Brister's students sing at companies throughout the United States and Europe and many have faculty positions in American, European, and Chinese universities.

She was a teaching intern with the National Association of Teachers of Singing under the acclaimed vocal pedagogue, James McKinney, and has published articles with the Journal of Singing. She has also published about auditioning for college programs for Florida MTNA and submitted articles to the International Alliance for Women in Music, for which she served as a member of the board of directors, and has been published in the Light Music Society Journal of Great Britain. She won an award from that society for her 2018 release of Madeleine Dring Cabaret Songs. She has also received positive reviews for her recordings in the Journal of Singing and the International Double Reed Society Journal, as well as the Journal of the Light Music Society. Her recent book, Madeleine Dring: Lady Composer (Clemson University Press, Liverpool University Press, Oxford University Press, 2020, received positive reviews from Graham Johnson, Joseph Horovitz, Carol Kimball, the International Double Reed Society Journal, the British Double Reed Society, the NATS Journal of Singing, and journals of the Kapralova Society, the Light Music Society, and the International Alliance for Women in Music.

She was faculty artist for the Orfeo Music Festival in Sterzing from 2010 to 2015, and was artist faculty of the Schlern International Music Festival (2006–2009).
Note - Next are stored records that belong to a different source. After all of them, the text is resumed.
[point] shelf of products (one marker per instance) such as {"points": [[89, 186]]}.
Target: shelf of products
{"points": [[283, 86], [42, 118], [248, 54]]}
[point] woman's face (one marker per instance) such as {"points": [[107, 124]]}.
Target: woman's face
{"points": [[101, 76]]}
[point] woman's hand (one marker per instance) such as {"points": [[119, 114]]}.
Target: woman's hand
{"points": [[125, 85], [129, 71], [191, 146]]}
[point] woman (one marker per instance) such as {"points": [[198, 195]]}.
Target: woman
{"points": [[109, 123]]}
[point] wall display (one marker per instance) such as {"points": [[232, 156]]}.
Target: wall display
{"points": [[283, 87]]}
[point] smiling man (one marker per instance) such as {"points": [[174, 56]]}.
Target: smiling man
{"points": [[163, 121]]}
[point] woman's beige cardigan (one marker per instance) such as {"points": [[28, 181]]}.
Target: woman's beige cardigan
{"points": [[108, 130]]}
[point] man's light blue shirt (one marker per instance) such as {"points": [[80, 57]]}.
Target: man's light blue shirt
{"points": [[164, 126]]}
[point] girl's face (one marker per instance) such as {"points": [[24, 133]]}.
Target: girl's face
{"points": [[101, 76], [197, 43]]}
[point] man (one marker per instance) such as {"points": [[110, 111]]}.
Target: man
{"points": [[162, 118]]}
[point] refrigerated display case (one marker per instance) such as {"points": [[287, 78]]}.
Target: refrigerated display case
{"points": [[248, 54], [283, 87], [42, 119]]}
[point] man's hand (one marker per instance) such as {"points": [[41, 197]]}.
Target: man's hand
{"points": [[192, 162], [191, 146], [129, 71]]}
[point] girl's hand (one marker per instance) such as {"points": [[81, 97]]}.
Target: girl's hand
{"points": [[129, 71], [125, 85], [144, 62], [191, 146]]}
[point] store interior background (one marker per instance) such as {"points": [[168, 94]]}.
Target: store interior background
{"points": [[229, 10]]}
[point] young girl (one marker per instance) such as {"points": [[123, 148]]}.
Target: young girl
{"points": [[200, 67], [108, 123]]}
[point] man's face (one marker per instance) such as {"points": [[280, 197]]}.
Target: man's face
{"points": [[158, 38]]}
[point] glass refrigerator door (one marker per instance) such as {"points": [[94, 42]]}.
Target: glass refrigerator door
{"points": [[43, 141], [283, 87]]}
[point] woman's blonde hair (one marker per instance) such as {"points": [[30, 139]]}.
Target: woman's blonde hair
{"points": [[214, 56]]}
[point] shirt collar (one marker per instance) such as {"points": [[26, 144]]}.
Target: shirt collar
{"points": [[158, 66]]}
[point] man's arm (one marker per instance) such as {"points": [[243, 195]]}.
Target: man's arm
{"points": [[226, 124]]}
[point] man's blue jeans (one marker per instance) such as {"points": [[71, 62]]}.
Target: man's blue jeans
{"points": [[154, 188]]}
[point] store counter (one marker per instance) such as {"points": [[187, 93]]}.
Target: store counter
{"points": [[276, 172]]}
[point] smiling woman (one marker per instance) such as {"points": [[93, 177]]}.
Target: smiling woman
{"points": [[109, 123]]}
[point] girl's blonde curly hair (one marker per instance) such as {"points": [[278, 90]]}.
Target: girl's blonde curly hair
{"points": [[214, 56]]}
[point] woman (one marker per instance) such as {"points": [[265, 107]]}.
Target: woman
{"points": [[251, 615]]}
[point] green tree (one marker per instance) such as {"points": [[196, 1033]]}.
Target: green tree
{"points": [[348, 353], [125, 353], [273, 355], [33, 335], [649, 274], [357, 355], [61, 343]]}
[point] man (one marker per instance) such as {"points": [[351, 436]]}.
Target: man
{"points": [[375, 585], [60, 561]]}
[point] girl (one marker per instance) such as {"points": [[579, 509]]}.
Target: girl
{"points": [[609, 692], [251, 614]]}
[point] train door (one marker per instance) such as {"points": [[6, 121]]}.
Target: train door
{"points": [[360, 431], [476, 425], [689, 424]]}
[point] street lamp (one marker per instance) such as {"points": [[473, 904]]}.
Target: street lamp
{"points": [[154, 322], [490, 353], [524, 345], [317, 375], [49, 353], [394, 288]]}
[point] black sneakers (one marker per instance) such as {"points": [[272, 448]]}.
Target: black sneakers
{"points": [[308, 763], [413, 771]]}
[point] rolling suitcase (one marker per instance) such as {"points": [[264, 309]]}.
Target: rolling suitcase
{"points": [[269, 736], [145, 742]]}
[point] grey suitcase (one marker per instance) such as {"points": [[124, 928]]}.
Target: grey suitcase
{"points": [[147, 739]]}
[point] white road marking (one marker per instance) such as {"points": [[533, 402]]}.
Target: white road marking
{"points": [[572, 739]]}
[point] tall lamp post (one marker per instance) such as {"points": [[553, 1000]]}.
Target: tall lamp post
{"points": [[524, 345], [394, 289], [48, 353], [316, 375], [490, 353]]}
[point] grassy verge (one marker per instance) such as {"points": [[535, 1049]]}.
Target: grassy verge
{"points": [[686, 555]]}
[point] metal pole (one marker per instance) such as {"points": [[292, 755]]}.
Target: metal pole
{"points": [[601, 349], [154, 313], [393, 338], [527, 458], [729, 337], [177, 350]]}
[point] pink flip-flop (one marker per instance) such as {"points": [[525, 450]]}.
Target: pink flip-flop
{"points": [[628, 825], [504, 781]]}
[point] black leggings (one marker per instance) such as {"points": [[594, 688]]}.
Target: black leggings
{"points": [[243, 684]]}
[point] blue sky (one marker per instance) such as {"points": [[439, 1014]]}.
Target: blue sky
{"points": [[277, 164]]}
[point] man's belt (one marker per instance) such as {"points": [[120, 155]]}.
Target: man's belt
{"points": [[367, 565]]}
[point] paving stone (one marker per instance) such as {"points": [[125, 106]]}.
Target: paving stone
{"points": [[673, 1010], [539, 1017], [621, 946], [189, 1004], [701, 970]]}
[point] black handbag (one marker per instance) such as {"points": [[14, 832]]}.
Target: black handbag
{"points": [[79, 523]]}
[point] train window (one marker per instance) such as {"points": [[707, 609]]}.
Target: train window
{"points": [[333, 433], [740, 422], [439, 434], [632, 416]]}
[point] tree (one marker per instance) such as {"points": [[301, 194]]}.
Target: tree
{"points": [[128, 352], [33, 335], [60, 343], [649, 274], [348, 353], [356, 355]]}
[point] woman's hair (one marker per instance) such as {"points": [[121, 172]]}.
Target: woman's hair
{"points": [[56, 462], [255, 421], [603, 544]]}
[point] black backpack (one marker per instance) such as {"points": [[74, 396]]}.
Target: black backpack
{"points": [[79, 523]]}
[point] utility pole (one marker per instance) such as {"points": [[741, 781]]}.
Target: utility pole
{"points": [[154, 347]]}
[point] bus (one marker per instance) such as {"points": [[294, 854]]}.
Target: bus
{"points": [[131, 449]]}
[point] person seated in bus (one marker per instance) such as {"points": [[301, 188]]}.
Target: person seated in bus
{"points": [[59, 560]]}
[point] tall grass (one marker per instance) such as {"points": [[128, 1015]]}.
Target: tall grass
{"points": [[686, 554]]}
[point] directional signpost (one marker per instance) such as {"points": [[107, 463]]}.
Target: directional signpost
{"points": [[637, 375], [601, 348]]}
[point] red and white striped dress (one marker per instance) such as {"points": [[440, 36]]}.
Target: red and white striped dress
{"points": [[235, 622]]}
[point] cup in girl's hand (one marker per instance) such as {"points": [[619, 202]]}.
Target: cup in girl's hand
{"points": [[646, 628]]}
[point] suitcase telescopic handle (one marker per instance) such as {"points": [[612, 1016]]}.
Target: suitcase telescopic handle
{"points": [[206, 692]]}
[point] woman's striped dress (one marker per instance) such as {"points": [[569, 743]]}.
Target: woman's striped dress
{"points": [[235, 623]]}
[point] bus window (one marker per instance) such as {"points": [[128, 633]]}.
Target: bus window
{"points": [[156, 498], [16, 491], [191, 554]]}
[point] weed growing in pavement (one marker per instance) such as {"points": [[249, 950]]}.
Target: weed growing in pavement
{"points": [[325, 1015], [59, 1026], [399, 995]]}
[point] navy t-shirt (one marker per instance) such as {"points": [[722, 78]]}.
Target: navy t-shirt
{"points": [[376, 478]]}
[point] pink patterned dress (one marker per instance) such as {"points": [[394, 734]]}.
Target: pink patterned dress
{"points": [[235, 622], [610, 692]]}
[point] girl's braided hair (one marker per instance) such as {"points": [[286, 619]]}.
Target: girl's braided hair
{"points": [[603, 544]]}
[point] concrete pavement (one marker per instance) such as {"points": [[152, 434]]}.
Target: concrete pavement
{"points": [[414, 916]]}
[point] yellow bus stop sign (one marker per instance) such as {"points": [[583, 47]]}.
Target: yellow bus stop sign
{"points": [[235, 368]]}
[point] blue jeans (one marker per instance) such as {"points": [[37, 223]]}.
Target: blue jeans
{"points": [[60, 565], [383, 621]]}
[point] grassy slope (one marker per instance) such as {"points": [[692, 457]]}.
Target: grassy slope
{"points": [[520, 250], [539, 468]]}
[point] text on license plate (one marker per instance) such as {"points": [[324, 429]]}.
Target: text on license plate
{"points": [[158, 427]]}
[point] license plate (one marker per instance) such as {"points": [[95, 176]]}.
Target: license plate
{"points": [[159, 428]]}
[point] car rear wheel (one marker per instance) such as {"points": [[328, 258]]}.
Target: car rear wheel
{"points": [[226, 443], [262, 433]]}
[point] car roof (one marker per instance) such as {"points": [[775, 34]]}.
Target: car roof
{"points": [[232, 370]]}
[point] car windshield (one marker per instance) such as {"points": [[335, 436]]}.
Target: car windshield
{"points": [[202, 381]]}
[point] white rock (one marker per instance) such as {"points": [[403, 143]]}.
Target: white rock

In 2013, she presented on Madeleine Dring to the International Congress of Voice Teachers in Brisbane, Australia. She has also presented for the National Association of Teachers of Singing national conference in Las Vegas and the Music by Women Festival in 2018, 2019, 2020, and 2022 as well as the Women Composers Festival of Hartford of 2019. Brister compiled and edited a series of 10 scores published by Classical Vocal Reprints. Madeleine Dring's only opera, Cupboard Love, as well as nine volumes of the previously unavailable vocal music were published are in this series. She has written a Madeleine Dring biography with her former colleague, Jay Rosenblatt (Clemson University Press, University of Liverpool Press, 2020) entitled Madeleine Dring: Lady Composer.

==Discography==
- 1988: Strauss Waltzes for Singing New York Vocal Arts Ensemble, Arabesque Records, New York.
- 2006: Le premier matin du monde Songs of Fauré, Debussy, Poulenc, Satie, and Ernest Chausson. Cambria Records.
- 2006: Clarikinetics with Debora Bish, Clarinet, Mark Records.
- 2010: Landscapes: Music by Daniel Baldwin, Mark Records.
- 2013: Songs of Madeleine Dring, with Tenor Stanford Olsen, Cambria Music.
- 2013: Trio Vocalise: Music by Laitman, Baldwin, McLarry, Chabrier.
- 2018: Cabaret Songs of Madeleine Dring: Cambria Music.
- 2022: Madeleine Dring: The Lady Composer: Cambria Music.